Tuesday morning the
Financial Times reported that China and Brazil are planning to use their own currencies to trade rather than using the dollar. This means that China would pay for products like Brazilian oil and beef using the Brazilian Real and not the U.S. dollar. Brazil would, in turn, accept the Renminbi from the Chinese. Although, this prospective trade agreement wouldn't break the U.S., it could be a first leak in the dike. The Chinese have already expressed their support for Russia's initiative to develop a new global reserve currency as an alternative to the U.S. dollar, but the $2 trillion the Chinese have in foreign exchange reserves have kept them from being more aggressive. An agreement with Brazil would allow them to reduce their dollar reserves slightly, since they wouldn't need the dollar to trade with Brazil.
Why do you care? If another currency or basket of currencies eventually replaced the dollar as the reserve currency, the U.S. would face higher interest rates to attract capital, reducing economic growth for the long-term. Consider an
article published in "The Economist" on May 14th which said,
"Having spent a fortune bailing out their banks, Western governments will have to pay a price in terms of higher taxes to meet the interest on that debt. In the case of countries (like Britain and America) that have trade as well as budget deficits, those higher taxes will be needed to meet the claims of foreign creditors. Given the political implications of such austerity, the temptation will be to default by stealth, by letting their currencies depreciate. Investors are increasingly alive to this danger..."
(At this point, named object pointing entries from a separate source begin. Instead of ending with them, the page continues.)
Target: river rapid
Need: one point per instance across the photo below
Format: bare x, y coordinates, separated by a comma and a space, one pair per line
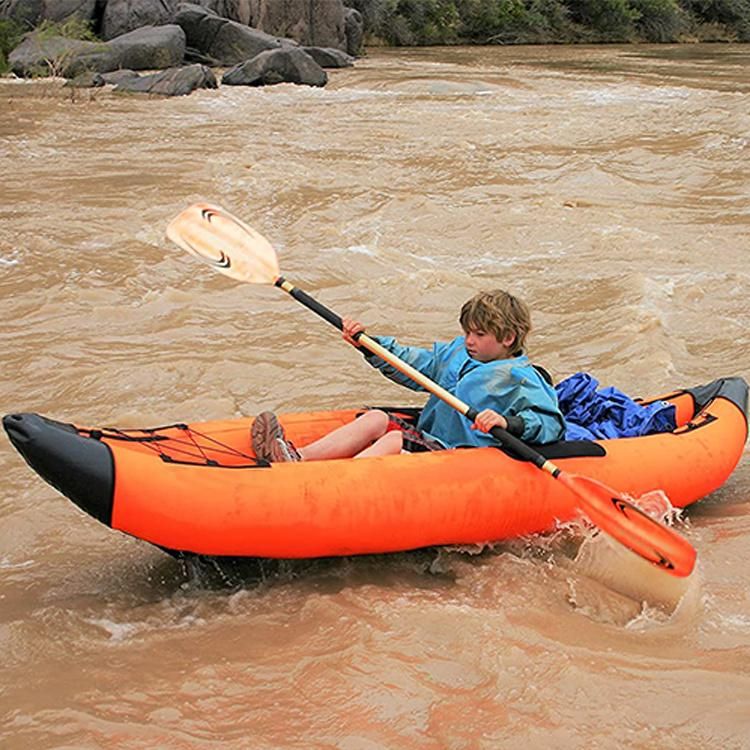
609, 187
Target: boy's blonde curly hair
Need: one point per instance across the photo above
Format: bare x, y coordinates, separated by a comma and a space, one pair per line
499, 313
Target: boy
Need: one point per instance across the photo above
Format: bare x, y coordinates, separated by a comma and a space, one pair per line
485, 368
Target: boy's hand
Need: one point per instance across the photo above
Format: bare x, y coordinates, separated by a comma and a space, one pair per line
489, 418
350, 328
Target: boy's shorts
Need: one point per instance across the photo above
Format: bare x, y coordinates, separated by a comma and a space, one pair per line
415, 441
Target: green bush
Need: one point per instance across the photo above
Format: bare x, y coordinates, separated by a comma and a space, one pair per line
10, 36
732, 14
413, 22
660, 20
605, 20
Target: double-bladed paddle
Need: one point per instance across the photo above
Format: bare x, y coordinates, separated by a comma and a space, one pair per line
240, 252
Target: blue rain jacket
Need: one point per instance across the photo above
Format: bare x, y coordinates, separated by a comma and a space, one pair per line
512, 387
592, 414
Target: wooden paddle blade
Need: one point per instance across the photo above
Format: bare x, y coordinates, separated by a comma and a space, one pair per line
224, 242
630, 526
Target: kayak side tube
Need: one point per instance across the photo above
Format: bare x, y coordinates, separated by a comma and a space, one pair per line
81, 468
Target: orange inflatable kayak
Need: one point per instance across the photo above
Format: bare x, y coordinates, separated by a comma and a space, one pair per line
198, 488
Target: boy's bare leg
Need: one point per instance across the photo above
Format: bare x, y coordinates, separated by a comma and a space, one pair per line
351, 439
388, 445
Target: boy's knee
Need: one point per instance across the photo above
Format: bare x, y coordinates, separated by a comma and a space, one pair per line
394, 441
377, 422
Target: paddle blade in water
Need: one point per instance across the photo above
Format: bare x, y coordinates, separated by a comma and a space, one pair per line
632, 527
225, 243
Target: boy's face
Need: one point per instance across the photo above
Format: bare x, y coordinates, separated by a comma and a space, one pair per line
485, 347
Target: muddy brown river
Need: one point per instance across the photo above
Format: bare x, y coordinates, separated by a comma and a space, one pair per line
610, 187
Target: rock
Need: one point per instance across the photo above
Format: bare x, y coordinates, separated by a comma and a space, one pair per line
149, 47
354, 29
227, 42
143, 49
318, 23
27, 13
62, 10
118, 76
122, 16
172, 82
234, 10
288, 65
329, 57
86, 81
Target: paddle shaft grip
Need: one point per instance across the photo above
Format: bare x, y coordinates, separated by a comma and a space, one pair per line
310, 302
502, 436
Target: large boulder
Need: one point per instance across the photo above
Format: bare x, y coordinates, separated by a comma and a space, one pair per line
150, 47
172, 82
227, 42
318, 23
142, 49
354, 28
234, 10
329, 57
122, 16
288, 65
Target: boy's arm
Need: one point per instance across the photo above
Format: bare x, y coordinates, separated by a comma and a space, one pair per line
420, 359
528, 404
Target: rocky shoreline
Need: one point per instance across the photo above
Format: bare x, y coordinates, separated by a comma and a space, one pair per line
184, 41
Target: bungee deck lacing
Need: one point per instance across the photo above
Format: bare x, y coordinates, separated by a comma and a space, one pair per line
188, 446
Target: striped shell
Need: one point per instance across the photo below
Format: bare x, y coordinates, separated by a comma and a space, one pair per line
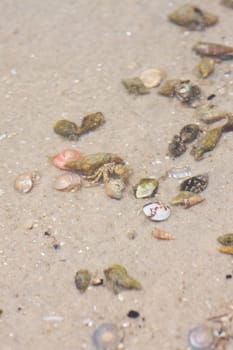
68, 182
65, 156
157, 211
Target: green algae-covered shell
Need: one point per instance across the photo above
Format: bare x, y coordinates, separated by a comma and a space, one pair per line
192, 17
66, 129
135, 86
82, 280
118, 279
91, 122
146, 188
207, 142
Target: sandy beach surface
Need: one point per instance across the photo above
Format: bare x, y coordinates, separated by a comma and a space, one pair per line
64, 60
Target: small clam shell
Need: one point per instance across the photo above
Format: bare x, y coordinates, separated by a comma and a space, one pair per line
25, 182
114, 188
146, 188
201, 338
107, 337
157, 211
65, 156
160, 234
151, 78
68, 182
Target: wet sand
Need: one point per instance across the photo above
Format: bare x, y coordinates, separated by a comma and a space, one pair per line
64, 60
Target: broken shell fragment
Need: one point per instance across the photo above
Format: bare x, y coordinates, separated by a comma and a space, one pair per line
25, 182
195, 184
192, 17
208, 113
179, 173
207, 142
186, 91
201, 338
206, 66
157, 211
60, 159
146, 188
67, 129
151, 78
135, 86
189, 132
107, 337
214, 50
163, 235
228, 3
168, 88
114, 188
226, 239
177, 146
226, 250
68, 182
82, 280
118, 279
91, 122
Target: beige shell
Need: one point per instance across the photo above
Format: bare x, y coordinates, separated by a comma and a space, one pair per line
25, 182
151, 77
68, 182
160, 234
114, 188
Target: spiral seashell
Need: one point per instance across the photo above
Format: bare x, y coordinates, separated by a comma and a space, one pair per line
201, 338
25, 182
68, 182
107, 337
65, 156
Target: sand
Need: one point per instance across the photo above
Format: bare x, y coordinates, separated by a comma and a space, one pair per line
65, 59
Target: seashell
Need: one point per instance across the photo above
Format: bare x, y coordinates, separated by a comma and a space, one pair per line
151, 77
146, 188
189, 132
207, 142
177, 146
168, 88
179, 173
68, 182
206, 66
223, 52
160, 234
67, 129
107, 337
114, 188
201, 338
208, 113
118, 279
186, 91
25, 182
135, 86
226, 239
226, 250
69, 154
195, 184
82, 280
228, 3
192, 17
157, 211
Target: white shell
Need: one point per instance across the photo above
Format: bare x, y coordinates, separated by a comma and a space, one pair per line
107, 337
114, 188
68, 182
25, 182
201, 338
157, 211
151, 77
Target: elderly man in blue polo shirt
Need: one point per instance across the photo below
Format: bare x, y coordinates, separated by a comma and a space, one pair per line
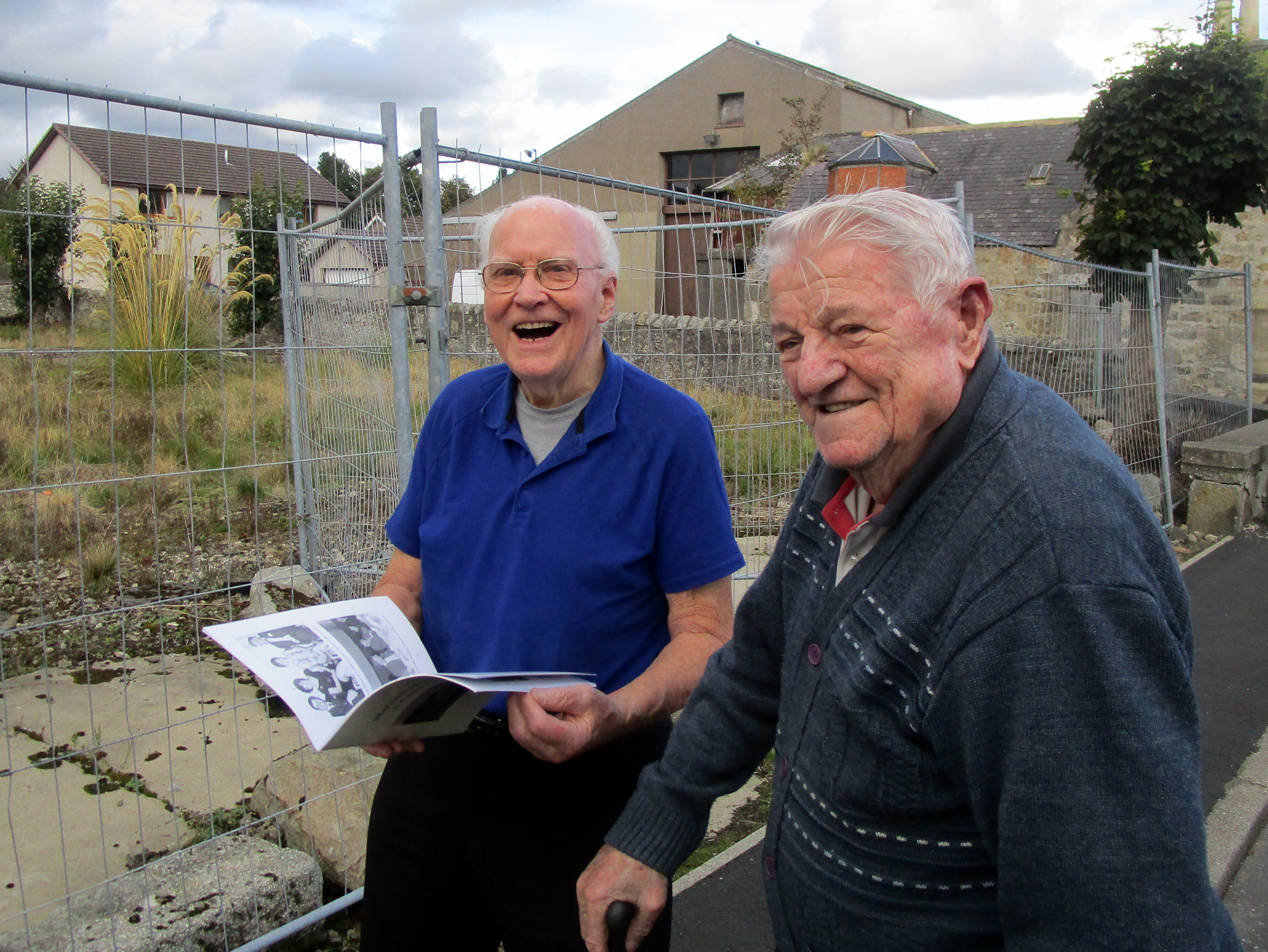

According to the Federal Reserve, there is $829 billion dollars of U.S. currency currently in circulation; the majority being held outside the United States. As of May 7, 2009, the total U.S. federal debt was $11,256,266,640,050.20, ranked 12th in the world. This debt is about 80 percent of GDP. Its no wonder the Chinese are concerned.
Didn't Confucius say,
"A journey of a thousand miles begins with a single step."